Spencer was born in Radcliffe, Lancashire. He started national service when he was 18 years old, and did not then play snooker for 11 years. He won the English Amateur Championship in 1966, before turning professional in February 1967. He won over twenty tournaments in all, including three editions of Pot Black. His cue action included an unusually long backswing which gave him immense cue power, allowing him to develop shots using deep screw from long-distance and maximum side spin. He was a snooker commentator for BBC television for 19 years, and chairman of the World Professional Billiards and Snooker Association for seven years. Spencer's later playing career was blighted by the ocular version of myasthenia gravis, with symptoms including double vision. He died in a hospice in Bolton at the age of 70 from the effects of stomach cancer.
John Spencer (18 September 1935 – 11 July 2006) was an English professional snooker player who won the World Snooker Championship title at his first attempt in 1969, the year that the event reverted to a knockout tournament.
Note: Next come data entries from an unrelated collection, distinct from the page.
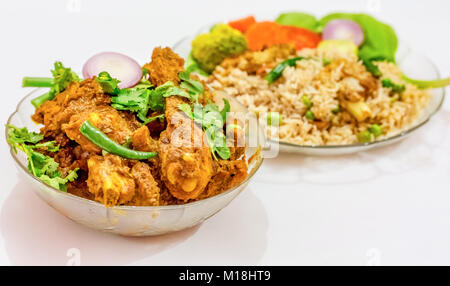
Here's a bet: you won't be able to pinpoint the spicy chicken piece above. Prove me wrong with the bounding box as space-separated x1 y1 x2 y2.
144 47 184 86
128 162 160 206
32 79 111 137
87 154 136 207
199 159 248 199
62 106 137 154
226 114 245 160
158 96 213 201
He won the world title for the second time in 1971, and was the first player to win the championship at the Crucible Theatre when it moved there in 1977. Spencer was the inaugural winner of both the Masters and the Irish Masters tournaments, and was the first player to make a maximum 147 break in competition, although this is not recognised as an official maximum because the pockets on the table did not meet the required specifications.
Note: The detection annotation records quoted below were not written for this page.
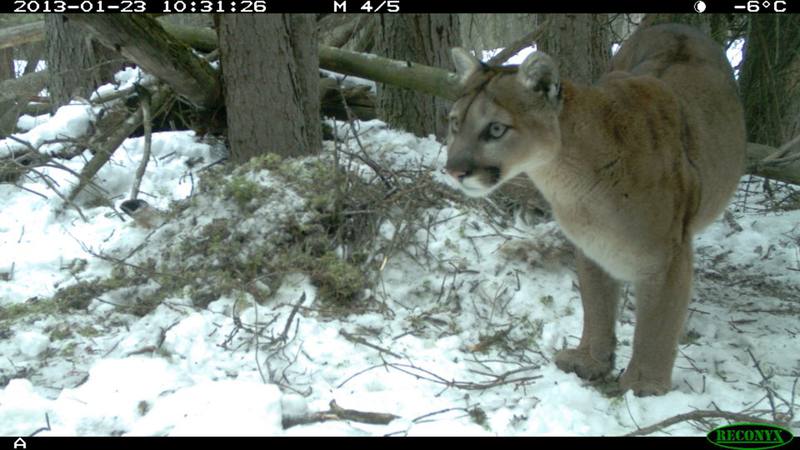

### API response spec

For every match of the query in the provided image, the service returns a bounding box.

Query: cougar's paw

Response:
[619,366,672,397]
[555,348,614,380]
John Spencer was born on 18 September 1935 in Radcliffe, Lancashire. He attended Stand Grammar School for Boys in Whitefield. He started playing snooker on a full-sized table at the age of 14, and made his first century break aged 15. He started national service when he was 18 years old, and did not then play snooker for 11 years, taking it up again at the age of 29. In his first tournament after starting to play again, the 1964 English Amateur Snooker Championship, Spencer was runner-up to Ray Reardon, and he lost to Pat Houlihan in the final of the same event in 1965. Spencer finally lifted the English Amateur trophy in 1966 with an 11–5 victory over Marcus Owen in the final. He turned professional in February 1967, becoming the first new UK professional since Rex Williams in 1951. Spencer was encouraged to turn professional because of the income he would expect to earn from performing regular exhibition matches for the National Spastics Society—for £14 (equivalent to £270 in 2021) a time—and at Pontins holiday camps for a weekly fee of £20 (equivalent to £386 in 2021) during the summer holiday season, to be increased to £50 a week the following year. His first exhibition match as a professional player was at the Troy Street Pensioners' Club in Blackburn, for which he charged £3 (equivalent to £58 in 2021).